À propos du film sur Michel Debré

L’autre face de l’Histoire

30 novembre 2005

J’ai été très heureuse de trouver enfin, dans “Témoignages”, un article de M. Eugène Rousse qui donne un regard d’historien sur le film diffusé mercredi 23 novembre “25 ans d’Histoire de La Réunion” qui vantait les mérites de “Papa Debré”. Excusez, mais ce n’était pas un Papa pour tout le monde !
Certes, Benoît Ferrand a fait un bon travail de recherche d’archives. Mais les commentaires ne reflétaient pas toujours l’exactitude de l’image. Par exemple, Debré, aidé par ses amis de La Réunion, comme Albert Ramassamy, dénonçait avec violence dans ses discours le Parti communiste réunionnais qui "sous couvert de l’autonomie, voulait en fait l’indépendance". Donc le film montre à ce propos une manifestation où des milliers de Réunionnaises et Réunionnais portent des pancartes “Autonomie”, voulant ainsi illustrer l’idée : autonomie = indépendance.
Debré, "un grand homme" ? qui n’a jamais combattu la fraude.
Battu en Indre-et-Loire, il vient à La Réunion pour dicter sa loi.
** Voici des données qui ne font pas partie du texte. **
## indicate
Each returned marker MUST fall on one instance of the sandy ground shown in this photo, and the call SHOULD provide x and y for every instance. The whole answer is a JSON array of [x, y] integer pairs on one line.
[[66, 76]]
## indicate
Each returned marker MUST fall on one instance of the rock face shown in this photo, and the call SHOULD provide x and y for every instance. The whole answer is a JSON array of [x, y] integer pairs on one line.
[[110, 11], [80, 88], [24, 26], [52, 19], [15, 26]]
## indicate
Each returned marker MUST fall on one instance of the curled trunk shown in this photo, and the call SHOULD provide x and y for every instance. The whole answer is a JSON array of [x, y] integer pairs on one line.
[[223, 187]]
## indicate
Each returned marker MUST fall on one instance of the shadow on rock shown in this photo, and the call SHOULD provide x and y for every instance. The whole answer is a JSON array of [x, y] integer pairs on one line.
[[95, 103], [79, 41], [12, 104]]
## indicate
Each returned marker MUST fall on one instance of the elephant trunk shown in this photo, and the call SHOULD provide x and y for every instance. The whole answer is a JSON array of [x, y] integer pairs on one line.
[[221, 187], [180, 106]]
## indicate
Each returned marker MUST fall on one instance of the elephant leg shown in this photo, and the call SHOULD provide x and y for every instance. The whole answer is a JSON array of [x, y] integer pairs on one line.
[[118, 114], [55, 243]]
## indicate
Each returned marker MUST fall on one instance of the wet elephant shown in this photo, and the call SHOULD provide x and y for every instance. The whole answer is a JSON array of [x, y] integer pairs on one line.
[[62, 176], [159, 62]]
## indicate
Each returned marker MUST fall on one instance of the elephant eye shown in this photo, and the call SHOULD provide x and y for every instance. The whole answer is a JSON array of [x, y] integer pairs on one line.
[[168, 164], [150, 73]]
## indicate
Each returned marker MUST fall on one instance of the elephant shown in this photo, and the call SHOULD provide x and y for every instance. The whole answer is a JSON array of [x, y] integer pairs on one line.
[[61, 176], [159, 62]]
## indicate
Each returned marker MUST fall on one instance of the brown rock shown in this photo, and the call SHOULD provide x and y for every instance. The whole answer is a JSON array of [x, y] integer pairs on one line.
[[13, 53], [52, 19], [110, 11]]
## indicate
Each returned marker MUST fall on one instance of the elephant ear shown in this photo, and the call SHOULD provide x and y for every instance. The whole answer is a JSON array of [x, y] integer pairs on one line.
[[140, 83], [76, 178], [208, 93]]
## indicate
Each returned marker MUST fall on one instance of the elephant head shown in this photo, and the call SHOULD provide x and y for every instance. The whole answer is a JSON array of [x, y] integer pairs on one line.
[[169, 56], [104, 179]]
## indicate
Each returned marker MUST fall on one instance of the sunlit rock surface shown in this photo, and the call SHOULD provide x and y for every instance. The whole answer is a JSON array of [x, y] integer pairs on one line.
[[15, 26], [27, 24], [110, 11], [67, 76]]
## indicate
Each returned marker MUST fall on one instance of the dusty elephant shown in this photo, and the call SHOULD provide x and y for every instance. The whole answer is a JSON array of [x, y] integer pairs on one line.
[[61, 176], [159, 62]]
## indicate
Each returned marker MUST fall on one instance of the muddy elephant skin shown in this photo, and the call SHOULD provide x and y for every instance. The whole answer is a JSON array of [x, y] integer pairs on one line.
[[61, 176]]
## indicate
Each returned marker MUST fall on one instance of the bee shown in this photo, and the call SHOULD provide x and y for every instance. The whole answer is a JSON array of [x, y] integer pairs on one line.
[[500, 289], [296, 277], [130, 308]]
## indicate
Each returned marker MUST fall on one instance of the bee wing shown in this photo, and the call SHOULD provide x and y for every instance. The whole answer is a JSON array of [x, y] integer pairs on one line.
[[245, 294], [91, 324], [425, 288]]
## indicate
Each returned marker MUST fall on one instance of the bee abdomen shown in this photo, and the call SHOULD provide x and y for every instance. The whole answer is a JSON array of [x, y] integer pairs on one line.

Pour cela, il foule les lois de la République. Il est "élu" en 1963, "avec 80% des voix". Dans le même temps, son adversaire est expulsé des bureaux, ses représentants sont insultés, frappés parfois par les nervis, menacés s’ils protestent contre les fraudes grossières lors du dépouillement. Tout cela n’amène pas Debré à protester vigoureusement et à démissionner. Est-ce là l’attitude d’un "grand homme d’État" ?
Les années Debré - comme l’a rappelé Eugène Rousse -, c’est l’ordonnance qui porte son nom qui va expulser des fonctionnaires syndicalistes. Ce sont les violences, des militants emprisonnés, alors que les fraudeurs n’ont aucune sanction, ce qui amènera le directeur de “Témoignages” de l’époque, Paul Vergès, à refuser de faire de la prison pour avoir reproduit des articles de journaux parisiens “Le Monde” et “l’Humanité” qui dénonçaient la répression atroce contre les Algériens à Paris, tant que les fraudeurs n’auraient pas été condamnés.
Les années Debré, ce sont aussi les 43 saisies du journal “Témoignages”.
Les années Debré, ce sont ces enfants enlevés à leurs parents, leurs grands-parents, et envoyés dans La Creuse pour "repeupler" les départements désertiques. Un scandale dont beaucoup, devenus des femmes et des hommes, portent les souffrances.
Debré, rejeté en France, est venu disposer des hommes et des femmes de ce pays, pour vivre le rôle qu’il s’était octroyé : devenir le chef dans cette colonie, à n’importe quel prix.
S’il y a eu des progrès, les luttes des ouvriers, dockers, travailleurs du bâtiment, planteurs et ouvriers agricoles, enseignants progressistes ; des femmes et des hommes de La Réunion ont largement contribué aux avancées économiques, sociales et culturelles.
Quand on entend un ancien sous-préfet de Saint-Benoît, Bernard Grasset, dire que la culture n’était pas bâillonnée, qu’on entendait du séga et du maloya sur les ondes, on croit rêver.
Interdits de radio et de télévision, poursuivis, humiliés, les Réunionnais ont résisté, et su garder leur culture et défendre leur droit à la liberté.
L’Histoire n’a pas une seule face. Un historien peut choisir de défendre telle ou telle cause.
Ceux qui ont vécu la même période ont le droit de donner leur point de vue.
C’est pourquoi, je n’adhère pas à la glorification de Michel Debré qui n’a pas laissé à La Réunion le souvenir d’un grand Homme. Il a failli en agissant avec des œillères, et en participant à la fraude et au bâillonnement d’une partie du peuple. Ce n’est certes pas républicain.